遺伝子とは?働きと仕組みをやさしく解説
この記事でわかること
- 遺伝子とは何か、DNA・染色体・ゲノムとの関係
- 遺伝子の働き(タンパク質の設計図としての役割)
- 遺伝子が親から子へ受け継がれる仕組み
- 遺伝子と体質・病気とのつながりと、正しい向き合い方
遺伝子とは、DNAの中でタンパク質などをつくる情報を担っている領域のことです。体をつくるための設計にかかわる、基本の単位と考えるとイメージしやすいでしょう。ニュースや健康診断、家族の話題でもよく耳にする言葉です。ただ、DNAや染色体との違いはあいまいなまま、という方も多いはずです。この記事では、遺伝子の定義から働き、親から子へ受け継がれる仕組み、体や健康とのつながりまでを、中学生にも分かる言葉でやさしく整理します。
細かな分子構造や用語の厳密な違いには深入りしません。まずは全体像をつかむための入門記事として読んでください。さらに詳しい内容は、各テーマの解説記事へのリンクをたどれるようにしています。
遺伝子とは?DNAの中で体をつくる情報を担う領域
遺伝子とは、DNAという長い鎖のうち、体をつくる情報が書かれた一区切りの領域を指します。DNAそのものと同じ意味ではありません。ここを分けて理解すると、あとの話がすっと入ってきます。
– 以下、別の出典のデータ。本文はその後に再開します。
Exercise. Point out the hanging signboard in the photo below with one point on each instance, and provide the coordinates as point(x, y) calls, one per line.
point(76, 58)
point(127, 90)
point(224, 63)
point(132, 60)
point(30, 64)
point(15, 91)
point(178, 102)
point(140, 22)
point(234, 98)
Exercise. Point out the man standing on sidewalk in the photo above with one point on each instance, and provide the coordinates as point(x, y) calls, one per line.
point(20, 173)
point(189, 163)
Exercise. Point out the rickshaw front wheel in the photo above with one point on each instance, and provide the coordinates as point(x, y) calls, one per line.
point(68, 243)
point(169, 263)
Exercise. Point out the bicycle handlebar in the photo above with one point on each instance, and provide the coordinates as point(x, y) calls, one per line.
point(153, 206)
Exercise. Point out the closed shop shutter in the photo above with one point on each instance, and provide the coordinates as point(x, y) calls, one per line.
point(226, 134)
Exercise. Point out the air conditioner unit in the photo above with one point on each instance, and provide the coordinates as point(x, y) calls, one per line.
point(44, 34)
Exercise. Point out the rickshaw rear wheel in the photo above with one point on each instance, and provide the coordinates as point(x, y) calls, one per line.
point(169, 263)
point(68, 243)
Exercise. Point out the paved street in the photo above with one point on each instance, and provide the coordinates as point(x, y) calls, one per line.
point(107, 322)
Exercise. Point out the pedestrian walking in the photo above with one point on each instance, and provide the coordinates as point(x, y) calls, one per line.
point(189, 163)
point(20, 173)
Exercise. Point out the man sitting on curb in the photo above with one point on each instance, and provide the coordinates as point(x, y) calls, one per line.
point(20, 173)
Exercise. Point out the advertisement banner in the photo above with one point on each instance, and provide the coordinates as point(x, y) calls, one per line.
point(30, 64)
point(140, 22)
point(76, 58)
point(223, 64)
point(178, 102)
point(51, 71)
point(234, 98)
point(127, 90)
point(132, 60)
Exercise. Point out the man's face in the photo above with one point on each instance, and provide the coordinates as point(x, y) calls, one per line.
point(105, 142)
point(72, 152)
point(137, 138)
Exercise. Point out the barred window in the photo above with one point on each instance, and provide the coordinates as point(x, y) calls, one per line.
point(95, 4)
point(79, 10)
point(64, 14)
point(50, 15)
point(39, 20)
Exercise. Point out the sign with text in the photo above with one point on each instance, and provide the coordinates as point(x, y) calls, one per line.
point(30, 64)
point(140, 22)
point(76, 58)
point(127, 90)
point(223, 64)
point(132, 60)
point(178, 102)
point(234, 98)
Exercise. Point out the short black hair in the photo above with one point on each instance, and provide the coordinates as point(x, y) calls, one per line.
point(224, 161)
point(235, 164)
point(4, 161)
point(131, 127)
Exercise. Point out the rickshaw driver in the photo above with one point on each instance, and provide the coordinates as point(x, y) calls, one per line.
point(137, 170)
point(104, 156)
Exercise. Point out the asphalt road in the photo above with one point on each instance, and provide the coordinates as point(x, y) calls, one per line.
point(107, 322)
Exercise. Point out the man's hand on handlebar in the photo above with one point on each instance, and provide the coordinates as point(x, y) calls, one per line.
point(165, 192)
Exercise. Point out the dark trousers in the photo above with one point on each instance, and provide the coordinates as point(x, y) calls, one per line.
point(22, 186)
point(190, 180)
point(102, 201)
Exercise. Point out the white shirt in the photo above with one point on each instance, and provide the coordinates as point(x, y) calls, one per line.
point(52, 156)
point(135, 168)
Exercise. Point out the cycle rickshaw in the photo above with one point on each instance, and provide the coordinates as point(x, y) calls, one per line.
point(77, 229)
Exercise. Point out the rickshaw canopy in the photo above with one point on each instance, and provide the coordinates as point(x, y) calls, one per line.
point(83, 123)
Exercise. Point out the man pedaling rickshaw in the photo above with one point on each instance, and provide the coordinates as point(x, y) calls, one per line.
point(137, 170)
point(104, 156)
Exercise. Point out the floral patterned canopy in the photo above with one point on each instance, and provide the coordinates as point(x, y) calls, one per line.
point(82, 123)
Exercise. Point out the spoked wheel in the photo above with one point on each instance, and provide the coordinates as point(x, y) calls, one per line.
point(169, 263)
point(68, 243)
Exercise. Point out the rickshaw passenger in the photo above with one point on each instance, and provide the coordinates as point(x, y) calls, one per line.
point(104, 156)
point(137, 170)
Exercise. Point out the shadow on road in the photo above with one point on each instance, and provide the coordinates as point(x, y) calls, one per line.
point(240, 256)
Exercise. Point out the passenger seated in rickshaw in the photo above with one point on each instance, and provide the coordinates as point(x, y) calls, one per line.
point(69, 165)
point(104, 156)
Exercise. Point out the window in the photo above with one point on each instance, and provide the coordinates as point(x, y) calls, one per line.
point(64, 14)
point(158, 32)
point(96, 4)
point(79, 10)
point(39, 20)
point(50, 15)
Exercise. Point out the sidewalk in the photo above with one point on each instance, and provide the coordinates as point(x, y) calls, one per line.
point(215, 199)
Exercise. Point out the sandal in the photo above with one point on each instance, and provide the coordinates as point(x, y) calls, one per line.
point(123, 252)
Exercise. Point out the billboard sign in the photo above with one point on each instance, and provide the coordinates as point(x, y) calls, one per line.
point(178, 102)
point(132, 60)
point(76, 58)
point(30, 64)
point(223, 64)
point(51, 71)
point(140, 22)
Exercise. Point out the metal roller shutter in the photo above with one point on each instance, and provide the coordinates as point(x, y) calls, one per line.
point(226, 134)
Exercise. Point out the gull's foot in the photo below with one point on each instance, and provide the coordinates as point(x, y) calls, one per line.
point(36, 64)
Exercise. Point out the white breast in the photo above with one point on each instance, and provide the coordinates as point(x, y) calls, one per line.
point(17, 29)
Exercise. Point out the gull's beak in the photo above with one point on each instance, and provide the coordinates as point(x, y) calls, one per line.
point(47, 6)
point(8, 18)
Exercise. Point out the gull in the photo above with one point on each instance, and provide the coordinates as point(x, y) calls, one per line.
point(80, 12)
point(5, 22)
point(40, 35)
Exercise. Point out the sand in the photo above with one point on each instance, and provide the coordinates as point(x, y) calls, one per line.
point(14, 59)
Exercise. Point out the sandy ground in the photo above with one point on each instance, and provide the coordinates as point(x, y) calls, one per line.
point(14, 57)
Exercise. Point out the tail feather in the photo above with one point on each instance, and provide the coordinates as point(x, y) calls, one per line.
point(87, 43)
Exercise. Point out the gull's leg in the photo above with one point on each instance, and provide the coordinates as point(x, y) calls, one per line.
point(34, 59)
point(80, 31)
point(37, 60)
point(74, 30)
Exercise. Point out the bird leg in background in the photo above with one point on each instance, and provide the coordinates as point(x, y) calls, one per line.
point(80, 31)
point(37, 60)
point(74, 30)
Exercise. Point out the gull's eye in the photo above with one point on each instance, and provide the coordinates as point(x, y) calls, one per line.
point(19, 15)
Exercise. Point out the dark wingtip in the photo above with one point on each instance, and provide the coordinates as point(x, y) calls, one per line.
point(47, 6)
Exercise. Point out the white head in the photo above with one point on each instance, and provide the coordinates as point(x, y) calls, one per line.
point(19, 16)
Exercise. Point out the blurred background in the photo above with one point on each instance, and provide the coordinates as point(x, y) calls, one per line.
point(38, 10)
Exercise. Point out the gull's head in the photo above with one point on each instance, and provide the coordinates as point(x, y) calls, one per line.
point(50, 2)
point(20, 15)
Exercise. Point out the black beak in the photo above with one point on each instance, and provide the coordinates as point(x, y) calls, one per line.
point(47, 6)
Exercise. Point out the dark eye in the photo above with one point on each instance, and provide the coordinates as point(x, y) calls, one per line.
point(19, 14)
DNAは、4種類の塩基と呼ばれる部品が並んでできています。アデニン、チミン、グアニン、シトシン。この4つの並び順が、体の情報を記録する「文字」の役割を果たします。
その長い文字の並びの中で、意味を持つひとまとまりが遺伝子です。文章にたとえるなら、DNAは1冊の分厚い本、遺伝子はその中の1つ1つの文章にあたります。文字がただ並ぶだけでは意味になりません。意味のあるまとまりが遺伝子だと考えてください。
よく使われるたとえが、レシピ本と1つのレシピの関係です。レシピ本の全体がゲノム、1品分のレシピが遺伝子、そのレシピを書いている文字がDNA。私が遺伝の話をするとき、この「本とレシピ」の比喩を最初に置くと、多くの方が納得した顔をされます。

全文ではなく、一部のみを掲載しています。